I shake my head. That’s not what I need.
“What do you want?” the guy asks me.
“I’m looking for a place around here with a sign like this.”
“What is it?”
“Double happiness.”
“What’s that?”
“I’m not sure.”
“What is it you’re looking for?”
“Maybe a store. Restaurant. Club. I don’t know, really.”
“You don’t know shit, do you?”
“I know that I don’t know shit. That counts for something.” I point to the egg on my head. “Things got scrambled.”
He peers at my head. “You should have that looked at.”
“I already did.” I point to the bandage covering the stitches on my cheek.
“Shouldn’t you be resting or something?”
“Later. After I find it. The double happiness.”
“What’s so important about this double happiness?”
I see her then, not just see her, but feel her, soft breath against my cheek as she whispered something to me just as I was falling asleep last night. I didn’t hear what she said. I only remember I was happy. To be in that white room. “Lulu,” I say.
“Oh. A girl. I’m on my way to see my girl.” He pulls out his phone and texts something. “But she can wait; they always do!” He grins at me, showing off a set of defiantly crooked teeth.
He’s right. They do. Even when I didn’t know they would, even when I’d been gone a long time, the girls, they waited. I never cared one way or another.
We take off, walking up and down the narrow blocks, the air thick with the smell of stewed organs. I feel like I’m running to keep up with him, and the exertion sets my stomach churning again.
“You don’t look so pretty, friend,” he tells me right as I retch bile into the gutter. He looks vaguely alarmed. “Are you sure you don’t want a doctor?”
I shake my head, wipe my mouth, my eyes.
“Okay. I think maybe I should take you to meet my girl, Toshi. She works in this area, so she might know this double happiness place.”
I follow him a few blocks. I’m still trying to find the double happiness sign, but it’s even harder now because I got some sick on my address book and the ink’s smeared. Also, there are black spots dancing before my eyes making it hard to see where the pavement really is.
When we finally stop, I almost cry in relief. Because we’ve found it, the double happiness place. Everything is familiar. The steel door, the red scaffolding, the distorted portraits, even the faded name on the facade, Ganterie, after the glove factory it must have once been. This is the place.
Toshi comes to the door, a tiny black girl with tight dreadlocks, and I want to hug her for delivering me to the white room. I want to march straight to the white room and lie down next to Lulu, to have everything feel right again.
I try to say this, but I can’t. I can’t even really get my legs to move because the ground beneath me has turned liquid and wavy. Toshi and my samaritan, whose name is Pierre, are arguing in French. She wants to call the police and Pierre says they have to help me find double happiness.
It’s okay, I want to tell him. I’ve found it. This is the place. But I can’t quite make the words come out straight. “Lulu,” I manage to say. “Is she here?”
A few more people crowd around the door. “Lulu,” I say again. “I left Lulu here.”
“Here?” Pierre asks. He turns to Toshi and points to his head and then to my head.

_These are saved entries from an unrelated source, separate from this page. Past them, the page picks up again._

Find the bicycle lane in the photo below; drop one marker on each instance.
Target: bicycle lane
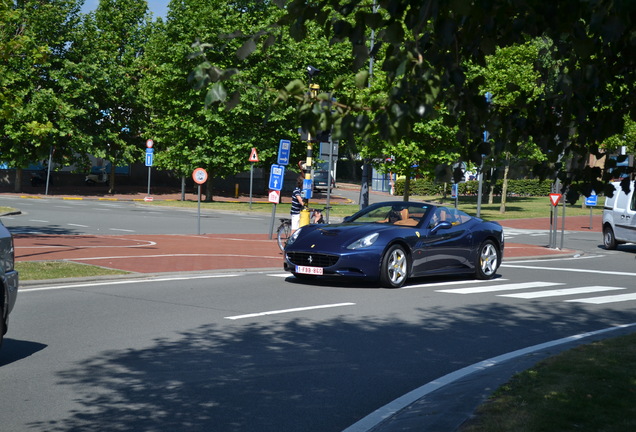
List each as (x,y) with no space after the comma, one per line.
(155,253)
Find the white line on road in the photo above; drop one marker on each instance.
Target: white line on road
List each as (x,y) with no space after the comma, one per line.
(169,255)
(505,287)
(561,292)
(369,422)
(451,283)
(615,273)
(282,311)
(605,299)
(123,282)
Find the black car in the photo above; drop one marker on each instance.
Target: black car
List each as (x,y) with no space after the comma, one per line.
(8,279)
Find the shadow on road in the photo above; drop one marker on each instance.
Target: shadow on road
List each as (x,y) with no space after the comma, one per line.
(300,375)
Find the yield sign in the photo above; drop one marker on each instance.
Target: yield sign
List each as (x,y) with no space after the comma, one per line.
(254,155)
(554,199)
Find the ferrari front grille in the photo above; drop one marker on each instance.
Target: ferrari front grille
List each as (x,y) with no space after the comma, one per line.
(312,259)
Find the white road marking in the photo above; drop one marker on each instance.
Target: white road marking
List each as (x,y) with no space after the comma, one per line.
(123,282)
(167,255)
(495,288)
(452,283)
(606,299)
(615,273)
(144,243)
(283,311)
(561,292)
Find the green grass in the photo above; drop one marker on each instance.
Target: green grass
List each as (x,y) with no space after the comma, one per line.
(41,270)
(587,389)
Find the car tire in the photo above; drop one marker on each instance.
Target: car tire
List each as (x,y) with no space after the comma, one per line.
(487,261)
(282,235)
(394,267)
(609,239)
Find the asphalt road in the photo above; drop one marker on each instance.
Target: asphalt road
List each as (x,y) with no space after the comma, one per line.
(261,352)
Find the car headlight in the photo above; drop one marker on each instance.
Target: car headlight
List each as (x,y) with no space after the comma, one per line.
(293,237)
(365,241)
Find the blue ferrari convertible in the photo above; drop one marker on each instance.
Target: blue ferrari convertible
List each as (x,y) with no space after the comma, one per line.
(390,242)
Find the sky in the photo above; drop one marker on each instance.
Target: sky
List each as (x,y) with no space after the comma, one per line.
(159,8)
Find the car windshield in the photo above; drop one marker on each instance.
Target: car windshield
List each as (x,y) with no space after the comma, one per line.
(407,214)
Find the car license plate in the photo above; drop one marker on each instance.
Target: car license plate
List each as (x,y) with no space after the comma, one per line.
(309,270)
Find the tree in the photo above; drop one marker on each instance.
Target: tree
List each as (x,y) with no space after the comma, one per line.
(214,138)
(107,64)
(425,49)
(37,109)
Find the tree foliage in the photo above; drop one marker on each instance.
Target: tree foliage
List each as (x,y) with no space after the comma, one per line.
(424,48)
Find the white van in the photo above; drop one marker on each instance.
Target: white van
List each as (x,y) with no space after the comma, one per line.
(619,217)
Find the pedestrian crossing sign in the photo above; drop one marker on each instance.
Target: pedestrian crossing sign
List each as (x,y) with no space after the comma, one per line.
(254,155)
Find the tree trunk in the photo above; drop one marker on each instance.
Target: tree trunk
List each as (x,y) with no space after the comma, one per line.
(504,187)
(111,179)
(17,186)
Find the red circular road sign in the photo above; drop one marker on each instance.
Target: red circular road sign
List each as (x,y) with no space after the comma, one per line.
(199,175)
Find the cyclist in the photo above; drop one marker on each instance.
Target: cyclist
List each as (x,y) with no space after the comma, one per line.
(297,204)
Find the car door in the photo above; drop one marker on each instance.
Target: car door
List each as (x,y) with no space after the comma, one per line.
(447,248)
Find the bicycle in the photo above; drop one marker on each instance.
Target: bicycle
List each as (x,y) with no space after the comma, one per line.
(284,229)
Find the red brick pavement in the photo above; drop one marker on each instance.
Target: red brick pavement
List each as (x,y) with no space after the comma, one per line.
(155,253)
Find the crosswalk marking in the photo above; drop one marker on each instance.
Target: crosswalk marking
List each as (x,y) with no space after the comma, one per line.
(560,292)
(605,299)
(504,287)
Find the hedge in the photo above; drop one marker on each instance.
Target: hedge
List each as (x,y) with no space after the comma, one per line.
(524,187)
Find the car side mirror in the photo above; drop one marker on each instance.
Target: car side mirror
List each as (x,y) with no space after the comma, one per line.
(440,226)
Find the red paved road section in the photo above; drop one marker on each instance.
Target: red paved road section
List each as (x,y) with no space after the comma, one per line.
(175,253)
(155,253)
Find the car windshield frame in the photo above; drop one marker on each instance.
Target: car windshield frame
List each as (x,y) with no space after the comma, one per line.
(393,213)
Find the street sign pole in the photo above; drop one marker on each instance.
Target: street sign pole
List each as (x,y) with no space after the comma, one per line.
(276,180)
(200,176)
(149,160)
(251,182)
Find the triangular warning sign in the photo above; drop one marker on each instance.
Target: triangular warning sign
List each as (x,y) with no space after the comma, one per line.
(254,155)
(555,198)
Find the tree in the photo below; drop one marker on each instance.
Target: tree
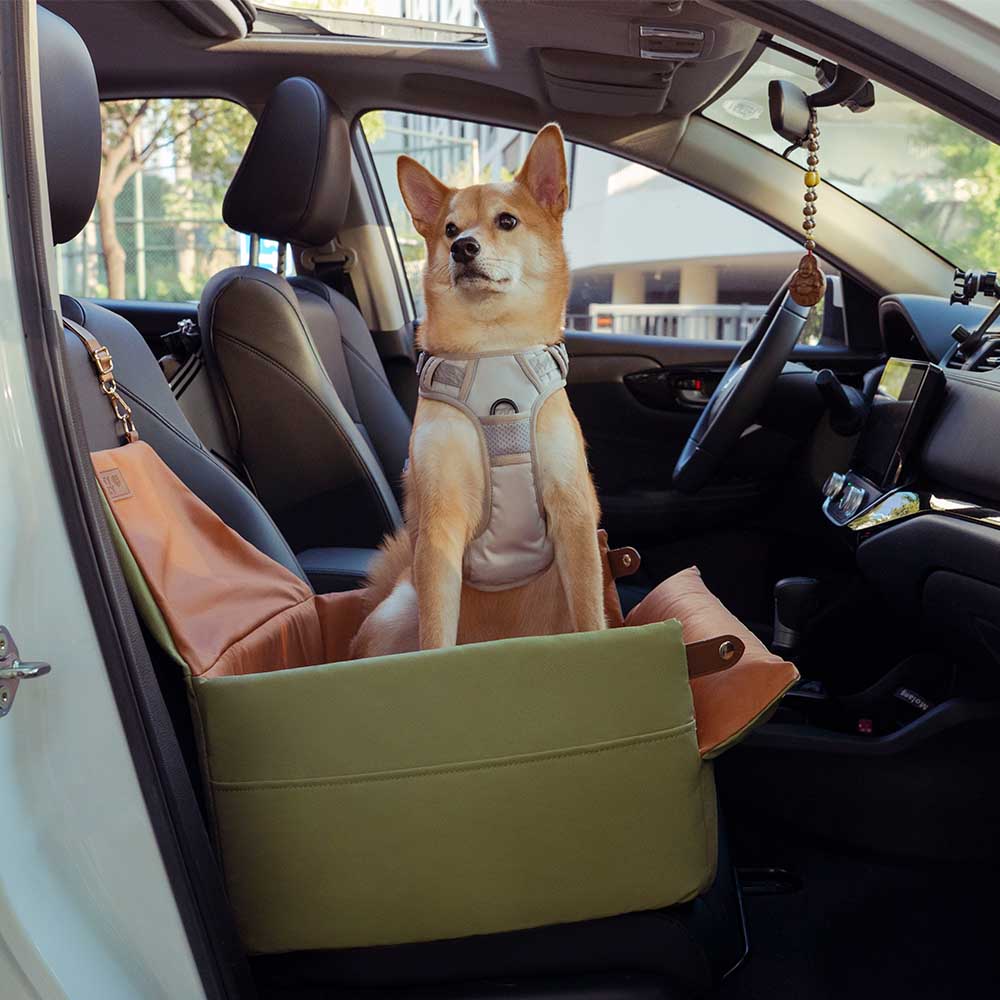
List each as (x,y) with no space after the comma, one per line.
(207,135)
(955,207)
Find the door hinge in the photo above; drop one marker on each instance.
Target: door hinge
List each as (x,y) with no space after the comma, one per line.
(13,670)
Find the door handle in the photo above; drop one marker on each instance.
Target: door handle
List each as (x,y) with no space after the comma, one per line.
(13,670)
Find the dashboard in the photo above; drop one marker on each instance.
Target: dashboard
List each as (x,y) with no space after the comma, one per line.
(920,500)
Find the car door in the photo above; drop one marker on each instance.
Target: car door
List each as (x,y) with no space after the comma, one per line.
(86,907)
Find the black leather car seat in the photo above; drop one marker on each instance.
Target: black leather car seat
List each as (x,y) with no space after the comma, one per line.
(655,955)
(304,397)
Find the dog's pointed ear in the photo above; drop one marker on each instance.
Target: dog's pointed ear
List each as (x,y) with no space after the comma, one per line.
(423,193)
(544,171)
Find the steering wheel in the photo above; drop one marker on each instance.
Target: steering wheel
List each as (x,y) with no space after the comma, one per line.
(742,391)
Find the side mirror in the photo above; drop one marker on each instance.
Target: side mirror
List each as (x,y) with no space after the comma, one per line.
(789,108)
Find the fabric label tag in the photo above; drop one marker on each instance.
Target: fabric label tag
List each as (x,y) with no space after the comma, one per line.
(115,484)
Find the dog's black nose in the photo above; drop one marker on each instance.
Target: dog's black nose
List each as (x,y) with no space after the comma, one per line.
(464,249)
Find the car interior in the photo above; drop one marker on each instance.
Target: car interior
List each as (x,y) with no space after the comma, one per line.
(840,496)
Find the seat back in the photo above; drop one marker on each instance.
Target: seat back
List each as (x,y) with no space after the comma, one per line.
(306,403)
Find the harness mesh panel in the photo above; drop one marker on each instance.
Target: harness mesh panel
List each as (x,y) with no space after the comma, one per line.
(449,374)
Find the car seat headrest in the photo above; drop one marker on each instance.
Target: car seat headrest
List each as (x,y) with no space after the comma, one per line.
(71,124)
(295,178)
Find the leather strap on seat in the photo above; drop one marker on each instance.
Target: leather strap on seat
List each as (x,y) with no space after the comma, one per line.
(105,366)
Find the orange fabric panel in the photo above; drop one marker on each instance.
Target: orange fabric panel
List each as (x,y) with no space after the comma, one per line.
(725,703)
(212,587)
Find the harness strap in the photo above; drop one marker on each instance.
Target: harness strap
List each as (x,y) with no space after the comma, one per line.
(105,366)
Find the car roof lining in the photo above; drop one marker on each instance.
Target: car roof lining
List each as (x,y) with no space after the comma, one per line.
(501,84)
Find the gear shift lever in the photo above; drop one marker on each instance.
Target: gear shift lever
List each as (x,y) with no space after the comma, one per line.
(796,599)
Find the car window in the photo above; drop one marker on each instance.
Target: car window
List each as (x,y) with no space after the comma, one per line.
(157,231)
(649,254)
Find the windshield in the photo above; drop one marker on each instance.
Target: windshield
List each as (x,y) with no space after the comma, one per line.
(934,179)
(433,22)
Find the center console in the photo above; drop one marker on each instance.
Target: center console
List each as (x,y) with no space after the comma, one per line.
(906,397)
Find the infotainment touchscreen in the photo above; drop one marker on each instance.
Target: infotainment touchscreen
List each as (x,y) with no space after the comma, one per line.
(906,395)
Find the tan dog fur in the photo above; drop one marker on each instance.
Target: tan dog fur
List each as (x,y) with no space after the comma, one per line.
(417,596)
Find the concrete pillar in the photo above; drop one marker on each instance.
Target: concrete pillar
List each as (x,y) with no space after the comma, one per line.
(628,287)
(699,285)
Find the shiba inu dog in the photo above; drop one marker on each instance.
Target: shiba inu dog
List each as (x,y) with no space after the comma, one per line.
(501,513)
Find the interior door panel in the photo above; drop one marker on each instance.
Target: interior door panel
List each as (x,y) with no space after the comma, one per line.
(152,319)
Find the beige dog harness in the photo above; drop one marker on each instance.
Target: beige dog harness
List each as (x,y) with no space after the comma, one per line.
(502,394)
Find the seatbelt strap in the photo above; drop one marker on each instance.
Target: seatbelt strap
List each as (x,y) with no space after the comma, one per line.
(105,366)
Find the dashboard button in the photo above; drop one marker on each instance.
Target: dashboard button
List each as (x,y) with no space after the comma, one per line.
(834,484)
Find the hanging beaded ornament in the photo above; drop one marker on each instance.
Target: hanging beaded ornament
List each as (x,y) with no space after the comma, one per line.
(808,284)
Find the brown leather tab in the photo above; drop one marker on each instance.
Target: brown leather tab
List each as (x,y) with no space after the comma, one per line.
(624,561)
(728,702)
(612,605)
(709,656)
(229,608)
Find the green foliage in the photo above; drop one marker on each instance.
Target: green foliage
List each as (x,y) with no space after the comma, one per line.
(955,207)
(187,151)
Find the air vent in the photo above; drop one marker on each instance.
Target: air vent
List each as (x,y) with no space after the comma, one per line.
(989,359)
(983,358)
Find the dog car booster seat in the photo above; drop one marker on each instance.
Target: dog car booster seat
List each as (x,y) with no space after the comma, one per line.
(502,394)
(437,794)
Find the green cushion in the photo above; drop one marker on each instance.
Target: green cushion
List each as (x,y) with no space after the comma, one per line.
(455,792)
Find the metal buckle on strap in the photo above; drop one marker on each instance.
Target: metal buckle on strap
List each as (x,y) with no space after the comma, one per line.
(102,358)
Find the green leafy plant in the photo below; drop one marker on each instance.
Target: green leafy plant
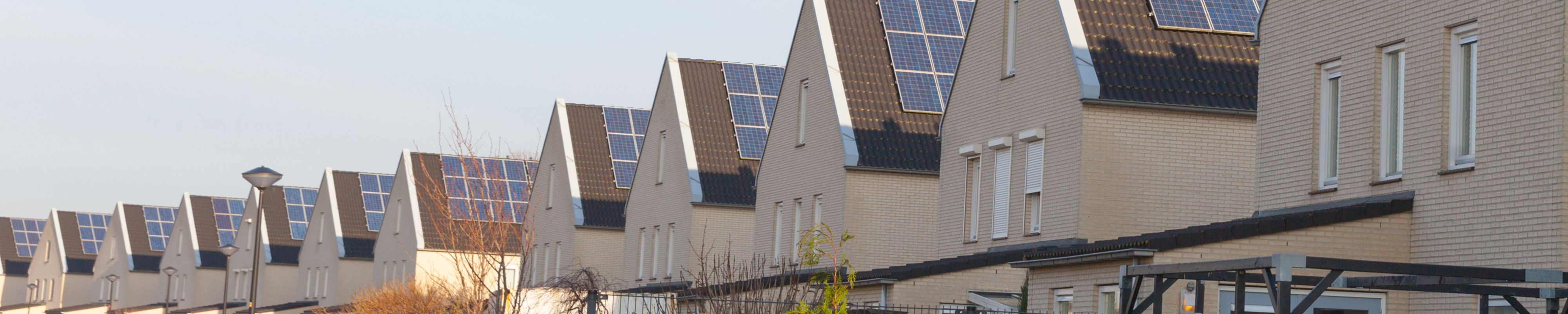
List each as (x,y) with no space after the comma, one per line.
(837,280)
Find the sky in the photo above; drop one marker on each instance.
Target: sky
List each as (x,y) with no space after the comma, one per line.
(143,101)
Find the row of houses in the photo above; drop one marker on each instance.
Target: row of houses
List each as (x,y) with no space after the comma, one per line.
(1075,137)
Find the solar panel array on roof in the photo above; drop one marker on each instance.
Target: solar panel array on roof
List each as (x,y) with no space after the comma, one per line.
(26,235)
(625,130)
(300,203)
(377,192)
(1233,16)
(161,225)
(924,40)
(485,189)
(93,230)
(753,95)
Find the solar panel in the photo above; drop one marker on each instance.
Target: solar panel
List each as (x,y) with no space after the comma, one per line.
(752,112)
(490,189)
(161,225)
(1238,16)
(626,144)
(924,42)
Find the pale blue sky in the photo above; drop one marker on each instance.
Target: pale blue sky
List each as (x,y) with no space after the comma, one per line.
(143,101)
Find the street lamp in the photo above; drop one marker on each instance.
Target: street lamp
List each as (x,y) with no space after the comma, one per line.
(261,178)
(112,279)
(169,287)
(228,252)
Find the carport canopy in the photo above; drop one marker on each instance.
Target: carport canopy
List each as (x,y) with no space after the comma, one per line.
(1277,274)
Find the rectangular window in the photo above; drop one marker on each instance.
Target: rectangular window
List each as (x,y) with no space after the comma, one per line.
(1001,188)
(661,158)
(1393,152)
(1064,301)
(1108,299)
(1462,111)
(1012,37)
(973,199)
(1329,128)
(642,252)
(1034,177)
(779,232)
(800,109)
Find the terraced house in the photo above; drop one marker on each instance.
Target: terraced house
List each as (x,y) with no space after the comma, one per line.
(855,137)
(64,263)
(449,217)
(586,175)
(339,250)
(695,191)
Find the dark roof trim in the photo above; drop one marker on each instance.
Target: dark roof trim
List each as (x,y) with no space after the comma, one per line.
(722,205)
(1117,255)
(893,170)
(1171,108)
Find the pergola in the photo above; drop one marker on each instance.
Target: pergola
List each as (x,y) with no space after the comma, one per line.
(1277,274)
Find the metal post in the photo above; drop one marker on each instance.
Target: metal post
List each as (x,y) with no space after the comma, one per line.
(1240,304)
(223,301)
(592,304)
(256,246)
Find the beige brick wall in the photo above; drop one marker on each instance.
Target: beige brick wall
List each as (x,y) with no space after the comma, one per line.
(1519,180)
(1374,239)
(984,106)
(1153,170)
(815,169)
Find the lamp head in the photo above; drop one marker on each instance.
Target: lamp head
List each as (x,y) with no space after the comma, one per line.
(228,250)
(263,177)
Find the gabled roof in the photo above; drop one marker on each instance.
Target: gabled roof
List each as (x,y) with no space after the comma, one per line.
(78,261)
(885,134)
(142,254)
(603,203)
(1138,62)
(725,178)
(358,239)
(434,205)
(1268,222)
(15,265)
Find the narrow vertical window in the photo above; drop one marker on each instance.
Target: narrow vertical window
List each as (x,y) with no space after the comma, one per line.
(973,199)
(1001,184)
(796,233)
(800,109)
(779,225)
(1462,112)
(1012,37)
(1393,153)
(642,252)
(550,194)
(670,255)
(1034,178)
(1329,128)
(655,271)
(661,158)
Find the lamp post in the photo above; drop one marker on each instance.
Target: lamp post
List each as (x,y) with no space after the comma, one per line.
(169,287)
(112,279)
(223,302)
(261,178)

I keep repeating her name: Lulu, Lulu. And then I stop but her name continues, like in an echo chamber, like my pleas are traveling deep into the building and will bring her back from wherever it is she’s gone.
When the crowd parts, I think it really has worked. That my words dredged her up, returned her to me. That the one time I wanted one to wait, one did.
A girl steps out from the crowd. “Oui, Lulu, c’est moi,” she says delicately.
But that’s not Lulu. Lulu was willowy with black hair and eyes as dark. This girl is a petite china doll, and blonde. She is not Lulu. Only then do I remember that Lulu is not Lulu either. Lulu was the name I gave her. I don’t know her real name.
The crowd stares at me. I hear myself babbling about needing to find Lulu. The other Lulu. I left her in the white room.
They look at me with odd expressions on their faces and then Toshi pulls out her mobile phone. I hear her talking; she is requesting an ambulance. It takes me a minute to realize it’s for me.
“No,” I tell her. “I already have been to the hospital.”